It feels like the logline is your hook. It feels like a good first scene: you just dropped your hero into a nasty situation… and I’m with him… I’m in that house of mirrors with a killer stalking me… and… now what are we going to do about it?
This hero seems to be waiting around for things to happen to him: he’s trapped, he suffers, he becomes a victim. If a hero is passive, then it isn’t quite his story yet.
As it stands the original killer is the hero. He’s probably the guy who trapped the copy-cat, and he’s definitely is the guy trying to kill the copycat.
In reference to that aside (“suffering double vision”). For me that adjective phrase just doesn’t work. It feels retrofitted into the sentence, and only makes sense after I glanced over at the title.
I am worried that the whole killer stalking in a house of mirrors has been done to death and is past parody? Even the Simpson’s had joked about it in an episode (but Homer gets shot immediately, in a play on that whole cliche).
Heysa timmyelliot 😀
I always look forward to reading your comments !!
“… suffering double vision.” Is clunky and what I was having trouble with.
Thanks for clearing up the passive hero situation too.
Its an homage to the house of mirrors stalking, but with a new rewrite It can re-locate if need be.
Your advice about the logline being the first act was something to define better.
Happy writing.
Tor.
I have seen the house of mirrors in TV shows and movies. The scene usually lasts about five minutes.
They think they see the killer, shoot, glass breaks; it was just a mirror image. Which image is the killer? which image is a reflection?
Having an entire two hour movie take place in what is usually a five minute scene might get repetitive.
I would end the movie in the house of mirrors if you love the idea but not set the entire movie in that location.
“When a copy-cat killer’s latest victim creates headlines, he draws the unwanted attention of the original serial killer who doesn’t want to share the spotlight.”
-Killer be killed-
Hope that helped. Good luck with this!
Just re-read what I wrote. I should have used “from” instead “of”
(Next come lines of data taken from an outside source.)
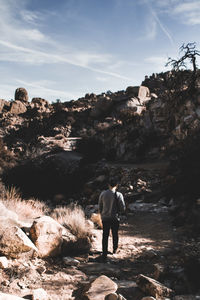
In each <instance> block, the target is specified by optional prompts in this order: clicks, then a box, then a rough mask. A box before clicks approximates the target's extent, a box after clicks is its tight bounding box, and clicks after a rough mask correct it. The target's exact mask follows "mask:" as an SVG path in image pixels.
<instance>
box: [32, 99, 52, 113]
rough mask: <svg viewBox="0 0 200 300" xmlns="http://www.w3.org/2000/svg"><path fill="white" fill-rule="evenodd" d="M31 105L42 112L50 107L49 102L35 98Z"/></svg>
mask: <svg viewBox="0 0 200 300" xmlns="http://www.w3.org/2000/svg"><path fill="white" fill-rule="evenodd" d="M31 104H32V106H33V107H36V108H37V109H39V110H41V111H45V110H46V109H47V108H48V107H49V102H48V101H47V100H45V99H42V98H33V99H32V101H31Z"/></svg>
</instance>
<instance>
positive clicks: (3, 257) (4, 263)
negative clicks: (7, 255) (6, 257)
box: [0, 256, 8, 269]
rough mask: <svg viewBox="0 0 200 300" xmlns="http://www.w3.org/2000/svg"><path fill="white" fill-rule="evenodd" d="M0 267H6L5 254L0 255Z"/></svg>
mask: <svg viewBox="0 0 200 300" xmlns="http://www.w3.org/2000/svg"><path fill="white" fill-rule="evenodd" d="M0 268H2V269H6V268H8V260H7V258H6V257H5V256H1V257H0Z"/></svg>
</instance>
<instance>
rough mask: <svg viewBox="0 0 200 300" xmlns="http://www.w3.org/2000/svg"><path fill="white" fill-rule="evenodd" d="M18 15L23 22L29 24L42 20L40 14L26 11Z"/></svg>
mask: <svg viewBox="0 0 200 300" xmlns="http://www.w3.org/2000/svg"><path fill="white" fill-rule="evenodd" d="M20 15H21V17H22V19H23V20H24V21H25V22H27V23H31V24H36V22H37V21H38V20H41V18H42V16H41V14H40V13H35V12H32V11H28V10H26V9H24V10H21V11H20Z"/></svg>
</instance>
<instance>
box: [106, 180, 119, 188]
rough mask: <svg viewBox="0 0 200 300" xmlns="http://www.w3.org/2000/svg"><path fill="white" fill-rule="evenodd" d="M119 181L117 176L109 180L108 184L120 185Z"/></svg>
mask: <svg viewBox="0 0 200 300" xmlns="http://www.w3.org/2000/svg"><path fill="white" fill-rule="evenodd" d="M118 183H119V181H118V179H117V178H110V179H109V181H108V184H109V185H110V186H111V187H114V186H116V185H118Z"/></svg>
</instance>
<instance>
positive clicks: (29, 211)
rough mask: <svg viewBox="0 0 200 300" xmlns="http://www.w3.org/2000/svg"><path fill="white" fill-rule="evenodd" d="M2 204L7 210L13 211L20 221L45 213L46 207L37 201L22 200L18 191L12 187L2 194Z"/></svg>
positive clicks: (35, 217) (36, 200)
mask: <svg viewBox="0 0 200 300" xmlns="http://www.w3.org/2000/svg"><path fill="white" fill-rule="evenodd" d="M2 203H3V204H4V205H5V206H6V207H7V208H8V209H9V210H11V211H14V212H15V213H16V214H17V215H18V217H19V219H20V220H26V219H34V218H36V217H39V216H42V215H44V214H45V212H46V211H47V207H46V205H45V204H44V203H43V202H41V201H39V200H37V199H29V200H24V199H22V198H21V195H20V193H19V190H17V189H16V188H14V187H11V188H10V189H7V190H6V191H5V192H4V194H3V197H2Z"/></svg>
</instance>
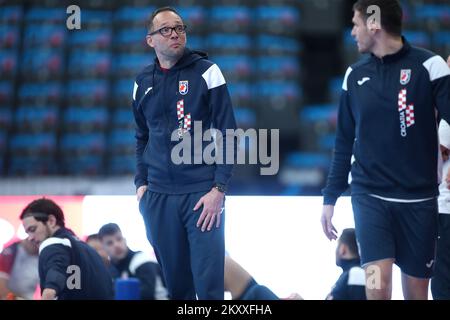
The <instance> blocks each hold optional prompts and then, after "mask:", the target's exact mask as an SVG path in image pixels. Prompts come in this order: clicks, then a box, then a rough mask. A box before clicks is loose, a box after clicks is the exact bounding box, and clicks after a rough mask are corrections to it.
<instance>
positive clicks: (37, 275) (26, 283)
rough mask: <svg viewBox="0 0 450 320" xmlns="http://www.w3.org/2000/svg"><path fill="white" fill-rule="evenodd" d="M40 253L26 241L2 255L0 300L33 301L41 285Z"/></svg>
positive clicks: (0, 279) (22, 241)
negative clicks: (22, 299)
mask: <svg viewBox="0 0 450 320" xmlns="http://www.w3.org/2000/svg"><path fill="white" fill-rule="evenodd" d="M38 253H39V250H38V246H37V245H36V244H35V243H32V242H31V241H28V240H26V239H25V240H19V241H17V242H14V243H12V244H11V245H9V246H7V247H6V248H5V249H4V250H3V251H2V253H0V300H5V299H27V300H31V299H33V295H34V292H35V291H36V288H37V286H38V284H39V272H38V262H39V256H38Z"/></svg>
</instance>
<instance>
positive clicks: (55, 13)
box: [25, 6, 84, 24]
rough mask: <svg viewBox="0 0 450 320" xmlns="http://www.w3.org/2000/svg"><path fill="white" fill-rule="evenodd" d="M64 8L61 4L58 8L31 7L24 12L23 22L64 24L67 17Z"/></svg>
mask: <svg viewBox="0 0 450 320" xmlns="http://www.w3.org/2000/svg"><path fill="white" fill-rule="evenodd" d="M66 10H67V8H66V7H64V6H61V7H59V8H44V7H32V8H31V9H29V10H28V11H27V13H26V14H25V22H26V23H27V24H30V23H45V24H50V23H55V24H63V23H64V24H65V21H66V19H67V13H66ZM83 15H84V11H83ZM83 18H84V17H83Z"/></svg>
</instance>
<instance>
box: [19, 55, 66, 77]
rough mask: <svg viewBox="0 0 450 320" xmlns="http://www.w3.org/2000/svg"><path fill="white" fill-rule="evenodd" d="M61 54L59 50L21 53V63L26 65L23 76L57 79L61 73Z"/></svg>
mask: <svg viewBox="0 0 450 320" xmlns="http://www.w3.org/2000/svg"><path fill="white" fill-rule="evenodd" d="M63 59H64V57H63V52H62V51H61V50H55V49H52V50H46V49H29V50H26V51H24V52H23V57H22V61H21V63H22V64H23V65H26V66H27V68H23V69H22V72H23V74H24V75H25V76H27V77H29V76H30V75H31V76H35V77H37V76H42V77H57V76H61V75H62V73H63Z"/></svg>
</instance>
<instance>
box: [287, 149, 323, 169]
mask: <svg viewBox="0 0 450 320" xmlns="http://www.w3.org/2000/svg"><path fill="white" fill-rule="evenodd" d="M330 161H331V158H330V156H329V155H324V154H320V153H309V152H291V153H289V154H288V155H286V159H285V161H284V162H285V164H286V165H287V166H291V167H297V168H316V167H320V168H325V169H328V167H329V166H330Z"/></svg>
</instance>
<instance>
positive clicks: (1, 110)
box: [0, 107, 12, 130]
mask: <svg viewBox="0 0 450 320" xmlns="http://www.w3.org/2000/svg"><path fill="white" fill-rule="evenodd" d="M11 123H12V111H11V108H9V107H0V128H1V129H0V130H5V129H8V128H9V126H10V125H11Z"/></svg>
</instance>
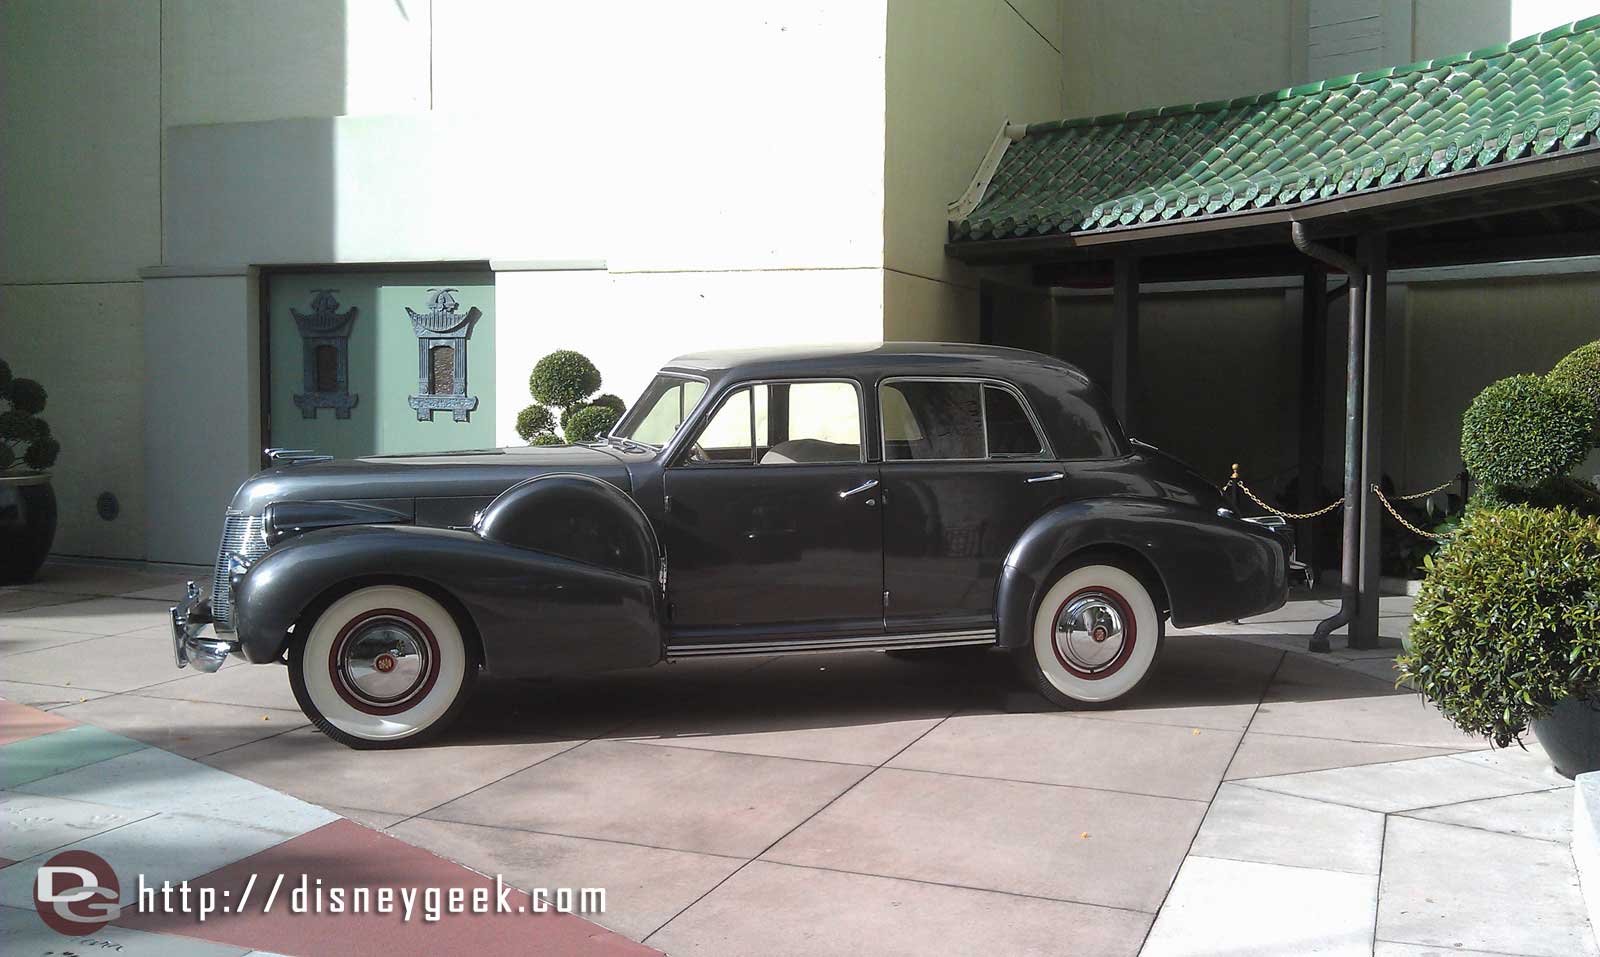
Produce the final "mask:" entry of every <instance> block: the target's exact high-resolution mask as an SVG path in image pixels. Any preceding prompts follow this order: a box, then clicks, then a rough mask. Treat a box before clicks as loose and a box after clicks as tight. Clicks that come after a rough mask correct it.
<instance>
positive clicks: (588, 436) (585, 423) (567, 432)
mask: <svg viewBox="0 0 1600 957" xmlns="http://www.w3.org/2000/svg"><path fill="white" fill-rule="evenodd" d="M619 418H621V416H618V414H616V410H614V408H610V406H605V405H587V406H584V408H581V410H578V411H574V413H573V416H571V418H570V419H566V424H565V426H563V427H562V432H565V434H566V440H568V442H594V440H595V438H600V437H602V435H605V434H606V432H610V430H611V426H614V424H616V421H618V419H619Z"/></svg>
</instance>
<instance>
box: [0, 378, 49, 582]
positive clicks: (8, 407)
mask: <svg viewBox="0 0 1600 957" xmlns="http://www.w3.org/2000/svg"><path fill="white" fill-rule="evenodd" d="M45 398H46V395H45V387H43V386H40V384H38V382H35V381H34V379H18V378H13V376H11V366H10V365H6V362H5V360H3V358H0V584H16V583H21V581H30V579H32V578H34V575H35V573H38V567H40V565H43V563H45V555H48V554H50V544H51V543H53V541H54V538H56V493H54V490H53V488H51V487H50V472H46V469H48V467H50V466H53V464H54V462H56V454H59V451H61V443H59V442H56V438H54V437H53V435H51V434H50V422H46V421H45V419H42V418H38V413H42V411H45Z"/></svg>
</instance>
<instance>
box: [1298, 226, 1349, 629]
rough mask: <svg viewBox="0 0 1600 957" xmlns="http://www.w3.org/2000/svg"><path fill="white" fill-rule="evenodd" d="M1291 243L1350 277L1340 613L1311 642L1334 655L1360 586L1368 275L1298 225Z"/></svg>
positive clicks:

“When a copy-cat killer’s latest victim creates headlines, he draws unwanted attention from the original serial killer who doesn’t want to share the spotlight.”
You could also add something like
“and to survive, he must murder his demented Idol”
To me it’s and Intriguing premise that the copy cat killer becomes the real killer’s next intended victim. The rest is superfluous for the purposes of a logline.